Cameron has taken more than 100 businesspeople with him to China, including the heads of Jaguar Land Rover, Rolls Royce and Royal Dutch Shell and the chief executive of the London Stock Exchange.
He has kept human rights firmly on the sidelines during his time in China, but the Global Times said his three-day visit "can hardly be the end of the conflict between China and the UK".
"Beijing needs to speed up the pace of turning its strength into diplomatic resources and make London pay the price for when it intrudes into the interests of China," the editorial said.
China denounces the Dalai Lama- who says he only wants greater autonomy for Tibetans- as a dangerous separatist.
"The Chinese government will surely show courtesy to Cameron.

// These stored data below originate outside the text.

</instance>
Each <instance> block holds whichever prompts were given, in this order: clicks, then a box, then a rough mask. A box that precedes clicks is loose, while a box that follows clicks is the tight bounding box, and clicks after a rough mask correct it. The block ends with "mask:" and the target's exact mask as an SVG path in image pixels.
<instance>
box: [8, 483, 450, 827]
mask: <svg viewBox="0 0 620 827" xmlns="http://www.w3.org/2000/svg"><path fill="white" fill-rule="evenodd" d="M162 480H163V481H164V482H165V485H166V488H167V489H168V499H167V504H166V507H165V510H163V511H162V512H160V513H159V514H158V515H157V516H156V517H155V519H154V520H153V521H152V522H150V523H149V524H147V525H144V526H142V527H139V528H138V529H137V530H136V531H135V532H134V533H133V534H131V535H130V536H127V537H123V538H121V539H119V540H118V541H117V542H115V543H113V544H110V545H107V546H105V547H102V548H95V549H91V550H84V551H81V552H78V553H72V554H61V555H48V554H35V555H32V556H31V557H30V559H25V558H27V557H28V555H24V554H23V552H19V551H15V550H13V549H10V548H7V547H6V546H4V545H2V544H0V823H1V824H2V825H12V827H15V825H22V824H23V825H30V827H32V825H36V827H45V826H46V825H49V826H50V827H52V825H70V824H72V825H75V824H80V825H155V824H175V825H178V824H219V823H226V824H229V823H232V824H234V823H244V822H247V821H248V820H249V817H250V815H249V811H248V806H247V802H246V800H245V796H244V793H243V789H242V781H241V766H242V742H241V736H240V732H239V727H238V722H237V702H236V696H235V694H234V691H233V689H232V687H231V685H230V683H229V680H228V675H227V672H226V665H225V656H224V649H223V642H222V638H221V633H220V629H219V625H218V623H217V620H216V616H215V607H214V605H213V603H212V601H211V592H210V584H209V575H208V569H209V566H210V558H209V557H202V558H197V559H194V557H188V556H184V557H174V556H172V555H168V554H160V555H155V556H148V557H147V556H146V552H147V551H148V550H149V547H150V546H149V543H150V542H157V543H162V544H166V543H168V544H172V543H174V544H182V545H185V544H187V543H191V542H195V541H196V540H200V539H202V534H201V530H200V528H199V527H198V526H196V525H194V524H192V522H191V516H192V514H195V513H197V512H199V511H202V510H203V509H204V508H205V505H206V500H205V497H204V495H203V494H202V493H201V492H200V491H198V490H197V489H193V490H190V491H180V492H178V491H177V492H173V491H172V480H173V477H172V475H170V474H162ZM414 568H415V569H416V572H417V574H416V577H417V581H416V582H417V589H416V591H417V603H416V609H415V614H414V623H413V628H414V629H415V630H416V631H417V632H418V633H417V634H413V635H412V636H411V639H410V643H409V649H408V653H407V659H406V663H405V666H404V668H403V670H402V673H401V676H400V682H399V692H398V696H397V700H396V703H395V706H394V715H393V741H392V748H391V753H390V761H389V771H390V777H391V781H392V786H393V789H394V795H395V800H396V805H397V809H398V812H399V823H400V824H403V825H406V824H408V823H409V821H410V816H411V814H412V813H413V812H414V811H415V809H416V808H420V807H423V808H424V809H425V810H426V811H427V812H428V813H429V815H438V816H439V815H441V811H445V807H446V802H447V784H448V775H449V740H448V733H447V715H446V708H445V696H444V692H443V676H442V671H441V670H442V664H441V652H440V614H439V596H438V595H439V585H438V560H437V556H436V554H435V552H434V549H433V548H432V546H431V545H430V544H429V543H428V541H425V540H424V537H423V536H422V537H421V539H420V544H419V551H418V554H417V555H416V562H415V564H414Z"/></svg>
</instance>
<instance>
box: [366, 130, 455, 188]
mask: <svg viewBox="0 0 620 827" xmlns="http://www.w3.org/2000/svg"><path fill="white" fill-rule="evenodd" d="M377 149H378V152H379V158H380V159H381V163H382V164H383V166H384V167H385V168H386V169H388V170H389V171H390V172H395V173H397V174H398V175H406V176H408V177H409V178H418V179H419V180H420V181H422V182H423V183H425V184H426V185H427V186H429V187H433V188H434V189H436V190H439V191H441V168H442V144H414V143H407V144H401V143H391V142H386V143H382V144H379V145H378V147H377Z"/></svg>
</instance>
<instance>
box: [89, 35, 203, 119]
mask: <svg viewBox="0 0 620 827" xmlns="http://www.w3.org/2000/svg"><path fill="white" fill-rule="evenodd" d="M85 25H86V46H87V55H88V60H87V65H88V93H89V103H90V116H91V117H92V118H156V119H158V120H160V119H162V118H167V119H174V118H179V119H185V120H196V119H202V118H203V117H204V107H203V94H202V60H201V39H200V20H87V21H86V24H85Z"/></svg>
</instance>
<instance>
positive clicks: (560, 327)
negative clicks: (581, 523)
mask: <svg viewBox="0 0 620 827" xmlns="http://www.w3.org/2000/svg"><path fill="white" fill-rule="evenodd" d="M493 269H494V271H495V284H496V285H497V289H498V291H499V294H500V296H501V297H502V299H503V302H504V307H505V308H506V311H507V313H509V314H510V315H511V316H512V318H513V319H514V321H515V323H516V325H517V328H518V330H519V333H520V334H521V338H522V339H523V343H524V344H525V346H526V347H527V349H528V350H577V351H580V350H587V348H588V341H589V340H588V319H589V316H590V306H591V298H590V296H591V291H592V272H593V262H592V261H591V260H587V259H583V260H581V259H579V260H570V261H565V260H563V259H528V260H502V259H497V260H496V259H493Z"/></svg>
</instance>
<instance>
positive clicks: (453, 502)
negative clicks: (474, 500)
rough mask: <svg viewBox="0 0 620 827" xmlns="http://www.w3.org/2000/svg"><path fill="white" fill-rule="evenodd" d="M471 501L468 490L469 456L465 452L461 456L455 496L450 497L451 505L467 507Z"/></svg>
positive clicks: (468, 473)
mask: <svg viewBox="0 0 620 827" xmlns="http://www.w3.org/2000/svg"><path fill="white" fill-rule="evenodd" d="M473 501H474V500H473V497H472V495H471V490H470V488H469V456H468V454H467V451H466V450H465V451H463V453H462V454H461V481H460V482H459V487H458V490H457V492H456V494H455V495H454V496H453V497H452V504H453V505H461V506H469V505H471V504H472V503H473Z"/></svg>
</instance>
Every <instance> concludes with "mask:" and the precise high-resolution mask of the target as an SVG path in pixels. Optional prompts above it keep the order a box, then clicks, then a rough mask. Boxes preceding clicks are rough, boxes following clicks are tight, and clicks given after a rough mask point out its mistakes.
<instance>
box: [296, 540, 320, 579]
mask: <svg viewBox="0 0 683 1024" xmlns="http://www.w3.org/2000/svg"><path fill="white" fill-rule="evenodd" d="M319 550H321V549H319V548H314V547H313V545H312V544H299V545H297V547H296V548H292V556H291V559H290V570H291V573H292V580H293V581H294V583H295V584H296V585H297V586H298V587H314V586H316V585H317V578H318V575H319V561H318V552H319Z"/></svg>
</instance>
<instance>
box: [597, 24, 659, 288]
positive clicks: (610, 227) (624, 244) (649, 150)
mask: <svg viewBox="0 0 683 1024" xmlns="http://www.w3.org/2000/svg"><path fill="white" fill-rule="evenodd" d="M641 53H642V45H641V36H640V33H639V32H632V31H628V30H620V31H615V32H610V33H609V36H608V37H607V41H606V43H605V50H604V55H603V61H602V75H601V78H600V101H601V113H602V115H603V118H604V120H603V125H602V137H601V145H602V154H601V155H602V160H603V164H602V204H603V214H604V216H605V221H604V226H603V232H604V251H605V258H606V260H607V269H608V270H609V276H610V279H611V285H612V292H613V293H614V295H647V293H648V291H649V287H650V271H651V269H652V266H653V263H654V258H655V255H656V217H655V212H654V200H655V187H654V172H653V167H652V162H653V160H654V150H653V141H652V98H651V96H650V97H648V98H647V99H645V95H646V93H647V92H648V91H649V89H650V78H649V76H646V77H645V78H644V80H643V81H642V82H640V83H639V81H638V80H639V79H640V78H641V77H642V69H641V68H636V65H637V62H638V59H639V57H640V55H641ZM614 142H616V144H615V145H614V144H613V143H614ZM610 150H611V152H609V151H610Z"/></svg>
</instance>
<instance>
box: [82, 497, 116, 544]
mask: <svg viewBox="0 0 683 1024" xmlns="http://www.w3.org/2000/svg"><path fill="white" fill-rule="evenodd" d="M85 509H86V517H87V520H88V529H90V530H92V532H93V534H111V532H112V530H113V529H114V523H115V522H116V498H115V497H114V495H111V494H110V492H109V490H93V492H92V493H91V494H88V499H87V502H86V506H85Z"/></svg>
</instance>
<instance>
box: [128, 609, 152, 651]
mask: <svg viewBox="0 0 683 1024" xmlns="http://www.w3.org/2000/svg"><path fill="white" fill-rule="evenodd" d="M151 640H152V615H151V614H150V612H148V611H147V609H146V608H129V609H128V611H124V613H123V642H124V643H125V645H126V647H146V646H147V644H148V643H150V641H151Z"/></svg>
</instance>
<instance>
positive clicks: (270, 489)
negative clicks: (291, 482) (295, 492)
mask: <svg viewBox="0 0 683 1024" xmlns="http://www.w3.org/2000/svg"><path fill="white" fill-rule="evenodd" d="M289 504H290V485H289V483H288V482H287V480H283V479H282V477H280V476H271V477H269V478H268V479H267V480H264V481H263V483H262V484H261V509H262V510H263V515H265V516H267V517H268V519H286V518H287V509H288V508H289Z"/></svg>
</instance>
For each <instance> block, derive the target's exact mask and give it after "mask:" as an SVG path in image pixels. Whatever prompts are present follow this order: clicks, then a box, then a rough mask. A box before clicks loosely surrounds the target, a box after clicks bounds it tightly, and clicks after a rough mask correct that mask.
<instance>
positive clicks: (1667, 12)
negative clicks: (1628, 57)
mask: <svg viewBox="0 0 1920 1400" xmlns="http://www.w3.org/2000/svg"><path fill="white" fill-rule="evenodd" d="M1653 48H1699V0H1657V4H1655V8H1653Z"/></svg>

But the public does not forget his stance on certain issues," the paper added.
The editorial also criticised what it called London's interference in the "transition process" of Hong Kong, a British colony before its reversion to China in 1997. It is due to adopt universal suffrage to choose its chief executive in four years' time.
The paper warned that "Sino-British ties can be halted again" over the issue.
"The Cameron administration should acknowledge that the UK is not a big power in the eyes of the Chinese," it added.
"It is just an old European country apt for travel and study." The Global Times has close ties to the ruling Communist Party and often takes a nationalist stance.
A more conciliatory editorial appeared in the China Daily, which said Cameron's visit would help "pave the way for bilateral ties to flourish".